厄介な作業とは、タネと一緒に残っている果皮や繊維をピンセットで選別しながら、タネの周りに残っている「発芽抑制物質」を洗い流す作業です。それがあると水が僅かに赤みを帯びますから、タネが白くなり、水も無色透明になるまで、私の場合2、3日間は水を交換し続けます。

注意:果皮や果肉の赤い色素が「発芽抑制物質」そのものであるのかどうかは知りません。
品種あるいは成熟度によるのでしょうか、大粒のタネには「薄皮」が付いているものがあります。これも発芽を抑制するのかも。

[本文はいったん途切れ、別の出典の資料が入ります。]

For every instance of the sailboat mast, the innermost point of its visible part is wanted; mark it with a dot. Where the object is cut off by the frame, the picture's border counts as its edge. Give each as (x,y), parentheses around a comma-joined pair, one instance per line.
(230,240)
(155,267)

自然環境では、たぶん土のバクテリアがこの「発芽抑制物質」を分解するのでしょうが、私の環境では洗い流すより方法がありません。

『水に浮くタネは使えない』は ほんとうか?

2日後(1月21日)。果皮などの選別・除去が終わったタネです。26品種ありました。品種名が不明のものもありますが、26品種の大半は原種やオールドローズ系、あるいはモダンローズでもCL系が多いようです。意図的にローズヒップを作ったのではなく剪定し忘れた枝から採取したからなのでしょう(笑)いいんじゃないですか。

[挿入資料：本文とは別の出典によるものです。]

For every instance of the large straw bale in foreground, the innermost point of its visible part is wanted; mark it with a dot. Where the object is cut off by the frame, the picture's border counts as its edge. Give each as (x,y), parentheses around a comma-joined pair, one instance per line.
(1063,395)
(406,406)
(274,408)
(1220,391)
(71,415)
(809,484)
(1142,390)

この作業に使った道具類。ブルーのバット、ボウル、目の細かな金網のザル、ピンセット、タネを入れるプラスチックのコップなど。
ゴマを選別するときのように、ザルの網目が「ノイバラのタネを通す」「通さない」の2種類があればより効率的かも。

黄緑色のバットに入っているのがノイバラのタネです。これでたぶん1,000粒以上はあるでしょう。(画像クリックで拡大)タネの半数は水に浮いています。「水に浮くタネは使えない」のが常識ですが、ノイバラの場合はちょっと違います。タネが水に浮くか沈むかは、その時々によって(同じタネでもテストするごとに)結果が違いますので、発芽するか否かはそれでは調べられません。

この話、じつはほとんどの人が信じてくれません(笑) 試してみればすぐにわかることなんですが。

今年の播種は、これを畝ではなくセルトレイに播きます。

追記:播種の様子

2 件のコメント:

  1. 種取りに初挑戦したきん子です。
    大きな実から簡単に種を取ることができ、「あら、簡単」などと言っておりましたが、意外と手間取ったのが、小さいノイバラの種。
    水の中でもみだすやり方を教えていただきましたが、
    小さいだけに、なかなか全部出て来ません。

    しかし、小さい種ひとつに5個以上の命が詰まっているという、何とも健気なのでしょう!全て作業を終えて、コップの種のかわいらしさ。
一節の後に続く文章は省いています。